Make open data sharing a no-brainer for ethics committees.

Statement of the problem

The ideology of open and reproducible science makes its ways into various fields of science. Neuroimaging is a driving force today behind many fields of brain sciences. Despite possibly terabytes of neuroimaging data collected for research daily, just a small fraction becomes publicly available. Partially it is because management of neuroimaging data requires to confirm to established legal norms, i.e. addressing the aspect of subjects privacy.

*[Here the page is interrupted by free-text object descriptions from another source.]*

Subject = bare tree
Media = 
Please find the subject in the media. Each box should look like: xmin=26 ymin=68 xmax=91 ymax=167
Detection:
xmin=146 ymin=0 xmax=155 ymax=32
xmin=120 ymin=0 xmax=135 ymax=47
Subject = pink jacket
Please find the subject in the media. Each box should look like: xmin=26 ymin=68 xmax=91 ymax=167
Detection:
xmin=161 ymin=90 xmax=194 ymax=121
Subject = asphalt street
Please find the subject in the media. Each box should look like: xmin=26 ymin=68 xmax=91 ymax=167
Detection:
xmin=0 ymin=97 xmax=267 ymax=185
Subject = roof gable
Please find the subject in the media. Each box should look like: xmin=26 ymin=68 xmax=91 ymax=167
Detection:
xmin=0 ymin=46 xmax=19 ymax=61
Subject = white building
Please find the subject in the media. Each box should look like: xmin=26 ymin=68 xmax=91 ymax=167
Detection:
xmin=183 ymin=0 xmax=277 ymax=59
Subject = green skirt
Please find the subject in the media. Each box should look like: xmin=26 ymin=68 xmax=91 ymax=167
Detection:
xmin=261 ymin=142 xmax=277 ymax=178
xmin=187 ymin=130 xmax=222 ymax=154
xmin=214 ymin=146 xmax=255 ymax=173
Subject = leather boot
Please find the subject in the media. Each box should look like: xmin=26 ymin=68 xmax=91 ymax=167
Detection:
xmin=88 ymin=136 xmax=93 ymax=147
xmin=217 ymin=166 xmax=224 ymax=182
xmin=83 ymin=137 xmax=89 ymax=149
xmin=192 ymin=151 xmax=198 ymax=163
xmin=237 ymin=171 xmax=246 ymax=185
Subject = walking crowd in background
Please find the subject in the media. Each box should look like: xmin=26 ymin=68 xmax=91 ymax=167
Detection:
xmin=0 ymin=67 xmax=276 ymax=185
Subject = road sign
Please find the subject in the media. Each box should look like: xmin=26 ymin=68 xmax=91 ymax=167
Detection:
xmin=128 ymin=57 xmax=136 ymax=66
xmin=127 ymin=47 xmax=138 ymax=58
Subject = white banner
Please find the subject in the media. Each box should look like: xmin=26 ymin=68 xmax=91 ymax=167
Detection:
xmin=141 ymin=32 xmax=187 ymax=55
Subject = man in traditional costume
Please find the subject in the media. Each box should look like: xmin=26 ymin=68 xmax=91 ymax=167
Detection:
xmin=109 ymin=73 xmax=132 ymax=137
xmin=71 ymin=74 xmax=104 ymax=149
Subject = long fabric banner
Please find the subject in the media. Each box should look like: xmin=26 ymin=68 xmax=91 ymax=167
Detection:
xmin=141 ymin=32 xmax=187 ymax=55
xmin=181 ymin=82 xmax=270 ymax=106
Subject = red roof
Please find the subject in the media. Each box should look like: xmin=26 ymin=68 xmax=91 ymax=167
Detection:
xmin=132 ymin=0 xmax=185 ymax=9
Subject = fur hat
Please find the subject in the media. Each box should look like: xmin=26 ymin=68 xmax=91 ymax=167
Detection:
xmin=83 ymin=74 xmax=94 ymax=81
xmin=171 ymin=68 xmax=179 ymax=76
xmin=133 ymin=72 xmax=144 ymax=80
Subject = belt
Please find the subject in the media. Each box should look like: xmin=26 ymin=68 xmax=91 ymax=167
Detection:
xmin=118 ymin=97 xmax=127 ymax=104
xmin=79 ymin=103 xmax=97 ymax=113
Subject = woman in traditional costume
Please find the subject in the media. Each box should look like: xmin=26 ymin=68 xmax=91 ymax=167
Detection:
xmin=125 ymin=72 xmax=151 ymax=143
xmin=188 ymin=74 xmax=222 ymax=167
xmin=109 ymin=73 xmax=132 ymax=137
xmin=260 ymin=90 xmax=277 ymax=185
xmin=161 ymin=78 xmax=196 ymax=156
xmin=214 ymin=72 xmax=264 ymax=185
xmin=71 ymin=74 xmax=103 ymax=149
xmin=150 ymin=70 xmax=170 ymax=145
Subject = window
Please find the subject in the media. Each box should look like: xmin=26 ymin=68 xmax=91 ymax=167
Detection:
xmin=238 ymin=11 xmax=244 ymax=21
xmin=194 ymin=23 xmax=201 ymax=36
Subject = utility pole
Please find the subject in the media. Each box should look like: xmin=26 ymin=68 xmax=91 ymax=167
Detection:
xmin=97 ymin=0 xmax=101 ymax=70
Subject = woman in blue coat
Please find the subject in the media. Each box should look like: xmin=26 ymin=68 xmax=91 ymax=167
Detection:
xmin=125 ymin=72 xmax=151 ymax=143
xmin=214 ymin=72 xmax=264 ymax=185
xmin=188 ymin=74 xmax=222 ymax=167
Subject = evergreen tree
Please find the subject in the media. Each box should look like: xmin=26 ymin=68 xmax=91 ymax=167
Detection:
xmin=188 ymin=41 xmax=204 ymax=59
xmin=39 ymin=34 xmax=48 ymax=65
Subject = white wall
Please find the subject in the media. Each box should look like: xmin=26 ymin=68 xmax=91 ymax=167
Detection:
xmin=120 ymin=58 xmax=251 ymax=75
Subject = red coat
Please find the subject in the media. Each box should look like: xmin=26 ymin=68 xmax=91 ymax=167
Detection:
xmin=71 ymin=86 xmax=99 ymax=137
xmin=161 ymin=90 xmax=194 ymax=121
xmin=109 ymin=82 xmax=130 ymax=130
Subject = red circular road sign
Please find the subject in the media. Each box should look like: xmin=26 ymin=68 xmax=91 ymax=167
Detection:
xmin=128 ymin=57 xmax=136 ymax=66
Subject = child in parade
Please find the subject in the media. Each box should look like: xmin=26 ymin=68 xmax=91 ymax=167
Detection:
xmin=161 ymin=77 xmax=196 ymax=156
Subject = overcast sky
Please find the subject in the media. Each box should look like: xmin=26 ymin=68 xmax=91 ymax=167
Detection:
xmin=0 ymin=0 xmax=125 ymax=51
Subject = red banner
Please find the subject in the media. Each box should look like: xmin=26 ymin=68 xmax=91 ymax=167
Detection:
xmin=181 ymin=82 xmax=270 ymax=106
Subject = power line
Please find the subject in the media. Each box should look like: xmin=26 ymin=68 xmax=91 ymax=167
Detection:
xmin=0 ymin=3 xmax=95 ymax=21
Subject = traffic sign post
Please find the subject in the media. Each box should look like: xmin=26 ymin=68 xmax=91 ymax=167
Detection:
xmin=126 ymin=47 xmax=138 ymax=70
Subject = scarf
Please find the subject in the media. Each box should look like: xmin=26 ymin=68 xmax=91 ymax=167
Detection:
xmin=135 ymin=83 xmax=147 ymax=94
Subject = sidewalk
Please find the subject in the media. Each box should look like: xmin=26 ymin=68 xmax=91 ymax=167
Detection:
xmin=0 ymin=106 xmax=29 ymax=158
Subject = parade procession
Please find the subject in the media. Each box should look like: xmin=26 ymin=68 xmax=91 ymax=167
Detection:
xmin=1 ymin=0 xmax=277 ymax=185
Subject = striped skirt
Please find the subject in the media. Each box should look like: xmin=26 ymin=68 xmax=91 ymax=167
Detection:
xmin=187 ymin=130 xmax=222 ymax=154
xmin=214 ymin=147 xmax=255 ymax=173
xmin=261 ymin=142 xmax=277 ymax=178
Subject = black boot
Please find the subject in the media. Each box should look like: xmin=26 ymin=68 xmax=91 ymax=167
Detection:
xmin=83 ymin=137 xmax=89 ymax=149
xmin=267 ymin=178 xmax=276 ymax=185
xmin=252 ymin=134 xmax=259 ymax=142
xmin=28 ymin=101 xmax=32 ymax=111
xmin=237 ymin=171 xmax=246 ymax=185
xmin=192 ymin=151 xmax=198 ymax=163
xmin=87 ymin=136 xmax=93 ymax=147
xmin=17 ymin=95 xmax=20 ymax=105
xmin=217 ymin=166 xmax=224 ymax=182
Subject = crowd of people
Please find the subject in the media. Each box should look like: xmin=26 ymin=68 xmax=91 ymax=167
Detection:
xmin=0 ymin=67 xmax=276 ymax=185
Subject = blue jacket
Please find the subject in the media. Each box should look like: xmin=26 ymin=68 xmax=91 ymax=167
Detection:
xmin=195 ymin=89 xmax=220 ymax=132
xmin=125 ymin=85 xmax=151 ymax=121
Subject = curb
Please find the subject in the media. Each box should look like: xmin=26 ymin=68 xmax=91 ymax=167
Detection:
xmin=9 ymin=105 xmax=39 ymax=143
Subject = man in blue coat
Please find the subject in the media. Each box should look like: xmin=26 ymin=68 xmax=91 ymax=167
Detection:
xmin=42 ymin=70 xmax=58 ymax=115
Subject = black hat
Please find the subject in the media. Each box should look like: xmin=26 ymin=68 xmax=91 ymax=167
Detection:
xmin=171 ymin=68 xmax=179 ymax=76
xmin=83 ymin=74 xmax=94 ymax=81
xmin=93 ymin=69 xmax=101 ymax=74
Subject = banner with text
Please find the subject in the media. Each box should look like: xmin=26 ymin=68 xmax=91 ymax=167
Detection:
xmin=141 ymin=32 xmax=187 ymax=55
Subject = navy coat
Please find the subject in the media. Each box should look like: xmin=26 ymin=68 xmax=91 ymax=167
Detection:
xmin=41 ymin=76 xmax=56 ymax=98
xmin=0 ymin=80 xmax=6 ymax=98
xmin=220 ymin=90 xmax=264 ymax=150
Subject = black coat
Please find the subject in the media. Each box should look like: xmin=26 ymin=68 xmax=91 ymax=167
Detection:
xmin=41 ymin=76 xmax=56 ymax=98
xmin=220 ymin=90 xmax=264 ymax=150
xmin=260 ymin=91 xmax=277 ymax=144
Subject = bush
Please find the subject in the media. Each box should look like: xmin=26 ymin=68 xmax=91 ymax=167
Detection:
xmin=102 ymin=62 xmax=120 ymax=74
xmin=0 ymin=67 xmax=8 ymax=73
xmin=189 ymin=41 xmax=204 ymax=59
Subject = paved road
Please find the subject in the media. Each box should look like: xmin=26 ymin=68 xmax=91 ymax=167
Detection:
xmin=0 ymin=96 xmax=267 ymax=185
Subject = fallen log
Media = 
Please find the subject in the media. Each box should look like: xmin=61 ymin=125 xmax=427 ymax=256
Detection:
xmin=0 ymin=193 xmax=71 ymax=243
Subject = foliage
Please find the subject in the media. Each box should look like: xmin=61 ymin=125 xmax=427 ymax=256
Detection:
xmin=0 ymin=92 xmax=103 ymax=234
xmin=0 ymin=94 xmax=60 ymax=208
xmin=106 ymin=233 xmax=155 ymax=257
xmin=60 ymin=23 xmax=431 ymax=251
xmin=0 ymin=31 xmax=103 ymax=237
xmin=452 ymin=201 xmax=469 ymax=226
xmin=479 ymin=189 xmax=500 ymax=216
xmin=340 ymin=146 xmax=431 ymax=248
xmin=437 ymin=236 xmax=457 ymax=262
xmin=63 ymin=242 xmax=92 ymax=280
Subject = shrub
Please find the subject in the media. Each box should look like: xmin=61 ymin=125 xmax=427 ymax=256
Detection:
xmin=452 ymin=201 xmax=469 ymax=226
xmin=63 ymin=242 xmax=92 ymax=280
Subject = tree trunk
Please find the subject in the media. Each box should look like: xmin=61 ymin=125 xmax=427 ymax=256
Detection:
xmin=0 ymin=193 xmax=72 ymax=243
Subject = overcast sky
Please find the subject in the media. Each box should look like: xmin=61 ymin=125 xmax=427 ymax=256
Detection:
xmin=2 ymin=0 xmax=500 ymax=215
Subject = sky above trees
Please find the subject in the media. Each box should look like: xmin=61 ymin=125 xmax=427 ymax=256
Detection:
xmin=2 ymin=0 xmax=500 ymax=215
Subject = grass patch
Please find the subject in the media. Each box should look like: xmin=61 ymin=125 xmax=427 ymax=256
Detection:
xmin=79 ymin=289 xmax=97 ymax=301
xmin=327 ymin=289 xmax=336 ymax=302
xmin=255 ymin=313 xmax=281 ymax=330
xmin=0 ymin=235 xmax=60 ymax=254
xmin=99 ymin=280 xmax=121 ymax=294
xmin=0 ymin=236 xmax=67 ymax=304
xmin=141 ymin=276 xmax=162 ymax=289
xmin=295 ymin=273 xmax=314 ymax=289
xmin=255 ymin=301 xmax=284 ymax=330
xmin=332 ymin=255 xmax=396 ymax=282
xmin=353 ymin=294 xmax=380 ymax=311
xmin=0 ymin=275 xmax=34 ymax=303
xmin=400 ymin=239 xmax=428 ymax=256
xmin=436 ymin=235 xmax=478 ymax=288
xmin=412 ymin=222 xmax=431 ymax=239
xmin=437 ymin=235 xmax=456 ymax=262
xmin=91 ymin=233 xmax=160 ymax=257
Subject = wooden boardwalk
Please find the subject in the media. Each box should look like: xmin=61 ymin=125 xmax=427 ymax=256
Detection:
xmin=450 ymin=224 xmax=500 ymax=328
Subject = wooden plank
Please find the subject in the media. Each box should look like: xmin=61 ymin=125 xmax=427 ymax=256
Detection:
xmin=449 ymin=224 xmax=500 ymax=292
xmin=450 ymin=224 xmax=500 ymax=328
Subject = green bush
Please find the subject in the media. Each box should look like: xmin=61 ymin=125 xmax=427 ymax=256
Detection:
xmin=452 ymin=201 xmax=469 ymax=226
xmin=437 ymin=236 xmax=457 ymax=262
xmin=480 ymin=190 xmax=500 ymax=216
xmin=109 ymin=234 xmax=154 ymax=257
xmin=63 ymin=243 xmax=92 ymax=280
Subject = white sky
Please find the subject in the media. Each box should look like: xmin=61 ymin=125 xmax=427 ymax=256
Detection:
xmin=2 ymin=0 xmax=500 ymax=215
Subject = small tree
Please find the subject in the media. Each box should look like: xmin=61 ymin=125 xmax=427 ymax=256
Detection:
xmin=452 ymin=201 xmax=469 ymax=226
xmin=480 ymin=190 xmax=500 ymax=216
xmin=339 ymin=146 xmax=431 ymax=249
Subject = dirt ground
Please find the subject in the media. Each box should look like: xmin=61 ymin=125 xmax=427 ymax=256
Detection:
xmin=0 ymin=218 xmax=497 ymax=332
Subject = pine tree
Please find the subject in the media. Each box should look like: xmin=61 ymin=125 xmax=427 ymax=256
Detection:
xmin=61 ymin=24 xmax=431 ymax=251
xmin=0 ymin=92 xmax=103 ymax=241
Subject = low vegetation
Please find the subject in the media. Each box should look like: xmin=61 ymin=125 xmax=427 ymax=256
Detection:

Those norms are usually established by institutional review boards (IRB, or otherwise called ethics committees), which are in turn “governed” by the federal regulations, such as 45 Code of Federal Regulations Part 46 in US.

Flexibility in interpretation of original regulations established in the past century, decentralization of those committees, and lack of a “community” influence over them created the problem: for neuroimaging studies there is no commonly accepted version of a Consent form template which would allow for collected imaging data to be shared as openly as possible while providing adequate guarantees for subjects’ privacy. In majority of the cases, used Consent forms simply do not include any provision for public sharing of the data to get a “speedy” IRB approval for a study. Situation is particularly tricky because major granting agencies (e.g. NIH, NSF) nowadays require public data sharing, but do not provide explicit instructions on how.

Overall approach

We would like to facilitate neuroimaging data sharing by providing an “out of the box” solution addressing aforementioned human subjects concerns and consisting of

  • widely acceptable consent form allowing deposition of annonymized data to public data archives
  • collection of tools/pipelines to help annonymisation of neuroimaging data making it ready for sharing


Data must be de-identified before distribution. We will collect information on existing and possibly establishing an ultimate easy to use pipeline to standardize annonimization of neuroimaging data to simplify data sharing.